The rural town of Holbrook is situated between Melbourne and Sydney on the Hume Highway. Known both locally and nationally as ‘the Submarine Town’, Holbrook is the home to the decommissioned Australian submarine HMAS Otway and a 1/5 scale model of the British submarine HMS B11 from 1914.
The town was named Holbrook on 11 August 1915 in honour of Lieutenant N.D. Holbrook of the Royal Navy who was the first submariner to receive the Victoria Cross in World War I and had skippered the original HMS B11 during that war.
Today, Holbrook is the centre of a richly diverse rural economy and produces wool, wheat and other grains, lucerne, cattle and sheep. The Holbrook district has some of the best grazing land in the state, with numerous cattle studs and primary producers reputedly being leaders in their field.
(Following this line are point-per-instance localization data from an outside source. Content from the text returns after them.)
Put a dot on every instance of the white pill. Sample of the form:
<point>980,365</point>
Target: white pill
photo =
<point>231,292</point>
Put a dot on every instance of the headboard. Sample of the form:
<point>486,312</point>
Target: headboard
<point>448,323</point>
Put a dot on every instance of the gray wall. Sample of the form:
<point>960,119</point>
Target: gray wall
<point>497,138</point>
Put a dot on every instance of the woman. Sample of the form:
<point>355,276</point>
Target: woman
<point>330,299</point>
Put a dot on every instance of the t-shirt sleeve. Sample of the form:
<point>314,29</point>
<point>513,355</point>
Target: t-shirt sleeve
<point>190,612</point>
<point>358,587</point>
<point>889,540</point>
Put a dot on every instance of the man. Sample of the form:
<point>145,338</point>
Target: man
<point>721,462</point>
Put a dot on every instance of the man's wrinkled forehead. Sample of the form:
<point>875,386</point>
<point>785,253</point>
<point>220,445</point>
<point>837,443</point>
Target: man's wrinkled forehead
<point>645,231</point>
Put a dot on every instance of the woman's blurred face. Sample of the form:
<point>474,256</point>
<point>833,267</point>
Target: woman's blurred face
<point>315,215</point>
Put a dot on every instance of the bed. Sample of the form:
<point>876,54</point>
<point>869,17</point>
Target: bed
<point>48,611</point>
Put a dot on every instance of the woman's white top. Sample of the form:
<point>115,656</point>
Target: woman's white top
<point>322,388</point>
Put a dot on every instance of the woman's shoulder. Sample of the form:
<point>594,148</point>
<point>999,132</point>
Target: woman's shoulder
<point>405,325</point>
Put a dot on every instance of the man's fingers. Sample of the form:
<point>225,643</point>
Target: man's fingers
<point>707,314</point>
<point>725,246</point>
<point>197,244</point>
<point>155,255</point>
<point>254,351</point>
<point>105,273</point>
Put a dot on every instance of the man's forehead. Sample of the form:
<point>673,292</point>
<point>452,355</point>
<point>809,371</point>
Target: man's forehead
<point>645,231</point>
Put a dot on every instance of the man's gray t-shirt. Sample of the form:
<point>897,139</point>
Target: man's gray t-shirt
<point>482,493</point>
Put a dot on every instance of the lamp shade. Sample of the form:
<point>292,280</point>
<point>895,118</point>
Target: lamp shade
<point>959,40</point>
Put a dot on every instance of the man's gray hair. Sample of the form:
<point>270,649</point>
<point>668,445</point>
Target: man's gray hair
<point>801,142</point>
Other farming operations include the production of fine wool and meat from both sheep and goats, cropping, pasture seed production, tree nurseries, timber plantations and grape growing.
The area of Holbrook has had several names over the years. Originally named by Hume and Hovell as ‘Friday Mount’ and ‘Camden Forest’ , it was later known as ‘Therry’s’ or ‘Billabong’ after the Rev John Therry in 1836, followed by ‘Ten Mile Creek’ in 1838 and ‘Germanton’ in 1858.
The name Germanton was officially gazetted in 1876 but was then changed to Holbrook in 1915 after Lieutenant Holbrook. In 1995 the Royal Australian Navy gifted the fin of HMAS Otway to Holbrook, and over time local funds and a generous donation from Mrs Gundula Holbrook allowed the outer skin to the water line of the submarine to be installed in the Submarine Precinct.
The Submarine Precinct is a well known stop over on the Hume Highway allowing travellers to experience the size and grandeur of a submarine in a unique rural setting. Holbrook has a variety of activities for both locals and visitors alike that are worth exploring.